The long tables and benches stood by the walls. The centre, around the bima was empty. On erev Rosh Ha–Shana and at Kol Nidre, the empty area was completely filled.

At the right–hand corner of the eastern wall a brass khanuka menora was nailed to the wall. When the shammas, Avrum–Moishe, made the blessing, “to light the khanuka candle,” snowballs prepared by pranksters flew over his head. It was a sort of custom. A miracle would have taken place here, too, if the shammas had not been hit by a snowball.

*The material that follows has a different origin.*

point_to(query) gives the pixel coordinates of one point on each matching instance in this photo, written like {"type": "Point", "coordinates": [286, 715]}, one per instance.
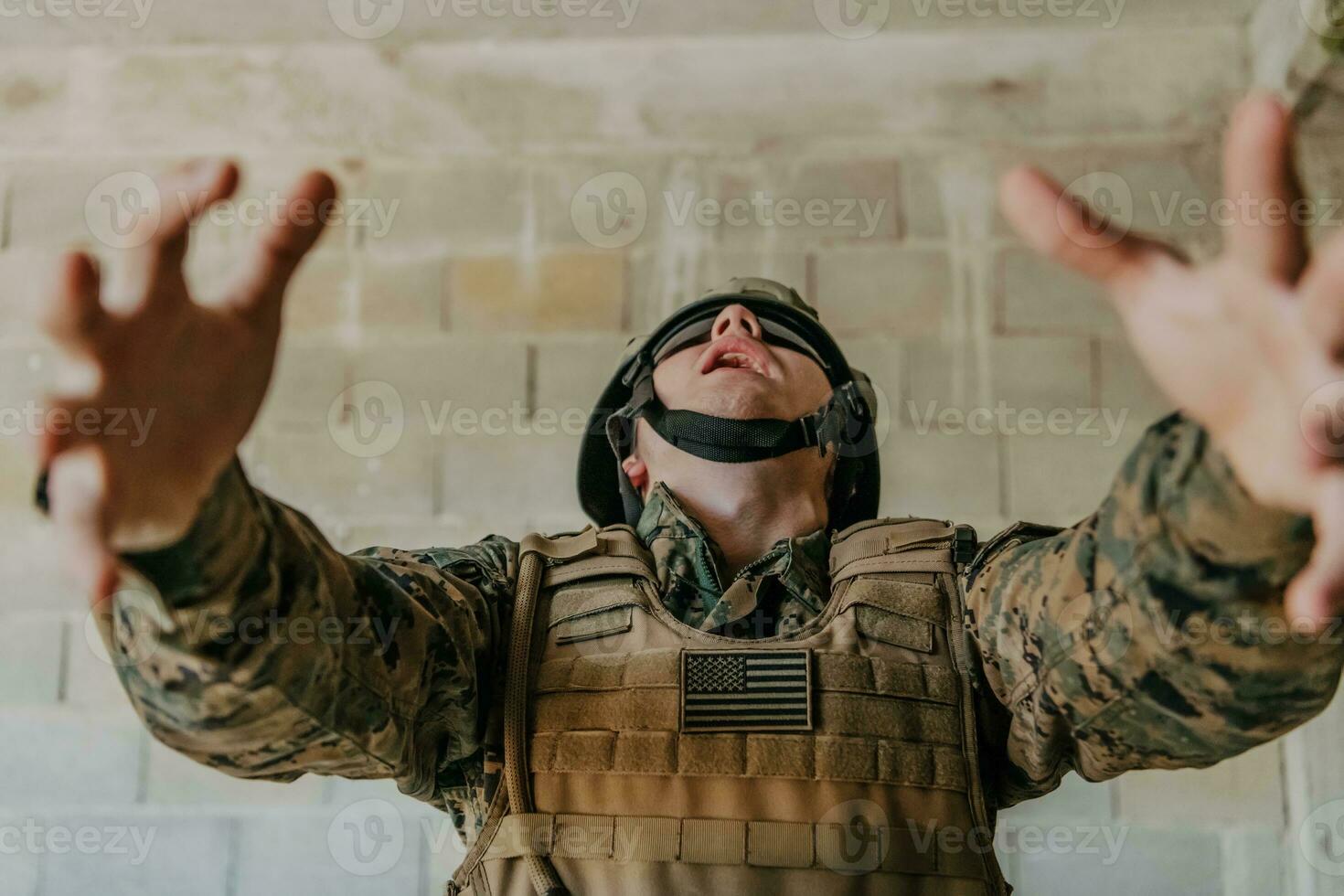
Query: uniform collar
{"type": "Point", "coordinates": [775, 594]}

The greatest miracle took place this Khanuka, for there was not yet any snow.

 

The Maggid's House

Behind the houses fronting the street, not far from the bes–medresh, stood a wooden house so low as to seem half–sunk into the ground.

From without, it looked like a cell. The two six–paned windows started from ground level. The house was bent away to one side, had a dutch–door at the entrance, and in the corridor, a floor of pressed clay. In the room, a table, an armchair, and a cane with a bent handle hanging on the chair. Also a canopied bed and several bookshelves.

Every Saturday night, Rebbe Eliezer would recite Ha–Mavdil there, and afterwards pass fragrant spices around.

 

The Crown Rabbi

Rabbi Ya'akov–Hirsch Weinberg, the government–appointed rabbi, was the most interesting character in town. His bearing and attire were appropriate to his office. He was a born aristocrat, a pedant: neatly dressed in black with a collar and tie. He knew several languages and was involved with all the government officials.

Jewish children who wanted to leave the country or go to the big city for work and who had no passes, had to go to the crown rabbi for a birth certificate.

The rabbi went to the city hall, took a thick book from the shelf, went over to an official seated at a small table and said to him, “Here, in this place write Moishe–Dovid Stein, born twenty years ago. You know how to fill out the rest. Make a birth certificate and a pass right away.”?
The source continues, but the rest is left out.